Chodzi o stołecznych policjantów, którzy tropili głośne porwania przypisywane gangowi obcinaczy palców. Prokuratura bada, czy funkcjonariusze nie dopuścili się poważnych przestępstw.
– Śledztwo dotyczy przekroczenia uprawnień. Miało to polegać na utrudnianiu postępowań prowadzonych w sprawie o uprowadzenie osób dla okupu poprzez tworzenie fałszywych dowodów i stosowanie przemocy w celu wymuszenia zeznań i wyjaśnień – mówi “Rz” Janusz Kordulski, rzecznik Prokuratury Apelacyjnej w Białymstoku. – Nic więcej nie mogę powiedzieć – zaznacza.
Sprawa jest niecodzienna. Ze względu na kaliber podejrzeń i to, że doniesienie złożył sam komendant główny policji gen. Andrzej Matejuk.

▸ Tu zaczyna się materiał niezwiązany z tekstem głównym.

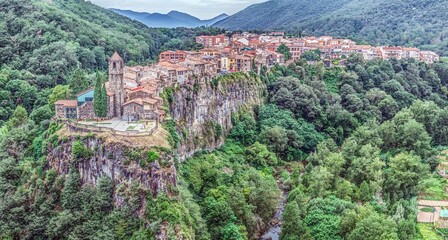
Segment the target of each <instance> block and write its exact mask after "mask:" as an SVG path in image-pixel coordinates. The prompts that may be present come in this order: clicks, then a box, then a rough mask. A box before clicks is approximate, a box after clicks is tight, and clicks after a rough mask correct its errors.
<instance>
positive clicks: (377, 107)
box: [0, 0, 448, 240]
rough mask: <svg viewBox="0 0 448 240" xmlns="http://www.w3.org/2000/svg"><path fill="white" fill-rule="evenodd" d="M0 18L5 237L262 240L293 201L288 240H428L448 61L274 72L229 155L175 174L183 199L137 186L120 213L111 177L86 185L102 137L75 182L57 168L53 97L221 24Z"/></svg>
mask: <svg viewBox="0 0 448 240" xmlns="http://www.w3.org/2000/svg"><path fill="white" fill-rule="evenodd" d="M0 9H2V10H1V11H0V15H1V17H2V19H6V21H0V24H1V25H0V29H1V31H2V34H1V36H0V39H1V40H0V42H1V43H2V47H1V48H0V52H1V53H2V54H1V55H0V59H1V61H0V63H1V67H0V98H1V100H0V103H1V105H0V120H1V122H0V239H154V238H155V235H156V234H157V233H158V232H160V229H161V228H164V229H166V232H167V238H168V239H179V238H183V239H204V240H205V239H223V240H243V239H254V238H256V236H258V235H259V234H260V233H262V232H263V231H264V230H266V228H267V227H268V226H269V222H270V220H271V218H272V216H273V214H274V211H275V210H276V208H277V206H278V203H279V200H280V199H281V197H280V196H281V195H282V194H285V193H287V197H286V201H287V204H286V207H285V210H284V213H283V217H282V223H283V225H282V232H281V236H280V239H282V240H292V239H316V240H317V239H332V240H333V239H349V240H358V239H359V240H361V239H375V240H377V239H384V240H386V239H387V240H390V239H400V240H408V239H421V238H422V236H421V235H422V233H421V231H420V228H419V227H418V225H417V224H416V206H417V202H416V201H417V196H418V193H419V191H421V190H422V189H439V188H440V189H442V187H441V186H440V185H441V184H440V180H439V178H438V177H437V175H436V174H434V173H435V168H436V167H437V166H438V164H439V159H438V158H437V157H436V156H437V155H438V154H439V153H440V151H441V150H442V149H444V146H447V145H448V106H447V103H448V64H447V63H443V62H438V63H435V64H432V65H428V64H426V63H423V62H418V61H415V60H413V59H408V60H400V61H398V60H390V61H382V60H377V61H369V62H365V61H363V60H362V58H361V57H360V56H359V55H352V56H350V57H349V58H348V59H347V66H346V67H339V66H334V67H331V68H325V67H324V65H323V63H321V62H317V63H316V64H308V63H307V62H306V61H304V60H302V61H298V62H294V63H292V64H290V65H288V66H275V67H274V68H272V69H270V70H269V71H268V70H267V69H266V68H263V69H262V71H261V74H260V78H261V80H262V81H263V83H264V84H265V85H266V92H265V97H266V99H265V102H264V103H263V104H261V105H260V106H257V107H254V108H253V109H245V110H241V111H239V112H237V113H234V115H233V116H232V122H233V125H234V127H233V129H232V130H231V132H230V133H229V135H228V139H227V141H226V143H225V144H224V145H223V146H222V147H221V148H220V149H217V150H215V151H213V152H207V151H203V152H200V153H197V154H196V155H195V156H193V157H192V158H190V159H187V160H186V161H185V162H183V163H178V164H176V168H177V171H178V173H179V175H178V179H177V180H178V186H177V188H176V189H175V190H174V192H175V193H176V194H174V195H164V194H160V195H158V196H153V195H152V194H148V195H144V196H145V199H144V200H142V199H141V193H142V189H141V188H140V186H139V185H138V184H133V185H132V187H131V188H130V189H129V192H128V193H129V195H128V198H127V199H126V204H125V205H124V206H123V207H121V208H117V207H115V206H114V199H113V196H114V194H115V193H116V191H122V190H121V189H119V188H116V187H115V186H114V182H113V181H112V180H111V179H110V178H107V177H103V178H101V179H100V180H99V181H98V184H97V186H95V187H94V186H84V185H83V184H82V182H81V180H80V173H79V171H77V169H76V163H79V162H80V161H83V160H85V159H86V158H88V157H89V156H90V155H91V154H92V150H91V149H88V148H86V146H85V145H84V144H83V143H82V141H85V140H86V139H88V138H92V137H94V136H89V135H87V136H86V137H85V138H80V139H78V140H76V141H74V142H73V145H72V146H71V158H72V159H71V161H72V163H73V166H72V167H71V170H70V172H69V174H68V175H67V176H60V175H58V174H57V173H56V171H55V170H54V169H51V168H49V167H48V163H47V159H46V155H47V153H48V152H47V151H48V146H49V145H57V144H58V143H60V142H61V141H64V140H63V139H61V138H60V136H58V135H57V131H58V130H59V129H60V128H61V127H62V126H61V125H57V124H56V123H51V122H50V120H49V119H50V118H51V117H52V116H53V114H54V113H53V111H54V110H53V104H54V102H55V101H57V100H58V99H63V98H67V97H70V96H73V94H74V93H76V92H78V91H81V90H83V89H84V88H85V87H88V86H90V85H92V83H93V80H94V79H95V75H96V74H95V73H96V72H97V71H99V72H100V73H98V76H100V77H101V76H102V73H103V72H104V71H105V70H106V69H105V67H106V63H107V57H108V56H109V55H110V54H111V53H112V52H113V51H114V50H118V51H119V52H120V53H122V55H123V56H125V59H126V61H127V62H131V63H135V64H137V63H148V62H150V61H153V60H154V59H156V55H157V53H158V51H161V50H164V49H170V48H179V49H195V48H199V47H200V46H198V45H196V44H194V43H193V41H192V39H191V38H192V36H195V35H196V34H203V33H214V32H220V31H221V30H218V29H209V28H200V29H148V28H146V27H145V26H143V25H141V24H139V23H137V22H132V21H131V20H128V19H126V18H123V17H121V16H119V15H116V14H114V13H112V12H109V11H107V10H104V9H102V8H99V7H96V6H94V5H92V4H90V3H88V2H85V1H82V0H79V1H78V0H70V1H62V0H53V1H37V0H33V1H24V0H12V1H11V0H8V1H1V0H0ZM95 49H96V50H95ZM216 81H219V79H215V81H214V82H216ZM173 125H174V123H173V122H169V123H168V124H167V128H168V131H169V132H170V133H171V134H172V135H173V136H175V135H176V132H175V130H174V129H175V126H173ZM219 130H220V129H219V128H216V129H215V131H219ZM221 131H222V129H221ZM132 154H133V153H132ZM132 154H131V155H132ZM132 157H134V158H135V156H132ZM137 157H142V156H140V155H137ZM143 158H147V159H148V161H149V160H151V159H153V158H159V156H156V154H155V153H151V154H148V155H147V156H143V157H142V159H143ZM442 192H444V190H442ZM142 201H144V202H145V204H146V209H143V210H146V211H144V214H142V212H141V209H139V208H140V206H141V202H142Z"/></svg>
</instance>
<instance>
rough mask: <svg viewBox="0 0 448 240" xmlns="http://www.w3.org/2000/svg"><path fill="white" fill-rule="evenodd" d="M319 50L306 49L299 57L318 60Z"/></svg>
mask: <svg viewBox="0 0 448 240" xmlns="http://www.w3.org/2000/svg"><path fill="white" fill-rule="evenodd" d="M320 55H321V52H320V51H319V50H313V51H306V52H304V53H303V54H302V55H301V56H300V58H301V59H304V60H306V61H320Z"/></svg>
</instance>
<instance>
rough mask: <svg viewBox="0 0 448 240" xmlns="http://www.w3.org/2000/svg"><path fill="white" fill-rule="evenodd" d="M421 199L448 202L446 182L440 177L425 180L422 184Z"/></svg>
mask: <svg viewBox="0 0 448 240" xmlns="http://www.w3.org/2000/svg"><path fill="white" fill-rule="evenodd" d="M419 187H420V197H421V199H425V200H438V201H442V200H447V199H448V194H447V193H446V192H445V188H446V187H447V183H446V180H445V179H443V178H441V177H440V176H438V175H433V177H432V178H428V179H425V180H423V181H422V182H421V183H420V186H419Z"/></svg>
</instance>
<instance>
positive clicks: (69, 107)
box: [54, 100, 78, 119]
mask: <svg viewBox="0 0 448 240" xmlns="http://www.w3.org/2000/svg"><path fill="white" fill-rule="evenodd" d="M54 105H55V110H56V118H59V119H76V118H77V117H78V113H77V108H78V101H76V100H59V101H57V102H55V104H54Z"/></svg>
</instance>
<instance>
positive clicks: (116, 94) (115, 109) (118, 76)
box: [109, 52, 125, 118]
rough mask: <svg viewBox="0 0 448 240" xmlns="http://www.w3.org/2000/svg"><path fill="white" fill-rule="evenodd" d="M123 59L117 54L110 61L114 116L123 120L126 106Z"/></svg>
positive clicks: (115, 54) (115, 52)
mask: <svg viewBox="0 0 448 240" xmlns="http://www.w3.org/2000/svg"><path fill="white" fill-rule="evenodd" d="M123 68H124V64H123V59H122V58H121V57H120V55H119V54H118V53H117V52H115V53H114V55H112V57H111V58H110V59H109V88H110V90H111V91H112V93H113V94H114V116H115V117H119V118H121V117H122V115H123V113H122V108H121V106H123V104H124V97H125V96H124V83H123V81H124V80H123V78H124V75H123Z"/></svg>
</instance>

– Po zapoznaniu się z informacjami zebranymi przez Biuro Spraw Wewnętrznych (tropiące przestępstwa policjantów – red.) komendant główny powziął podejrzenie o naruszeniu prawa przez funkcjonariuszy – mówi “Rz” Grażyna Puchalska z Komendy Głównej Policji.
Rzecz dotyczy serii porwań w latach 2003 – 2005 na Mazowszu. Bandyci żądali za uwolnienie ofiar setek tysięcy euro okupu. O tym, że nie żartują, miały przekonać przesyłane rodzinom obcięte palce porwanych. Dlatego grupę okrzyknięto gangiem obcinaczy palców.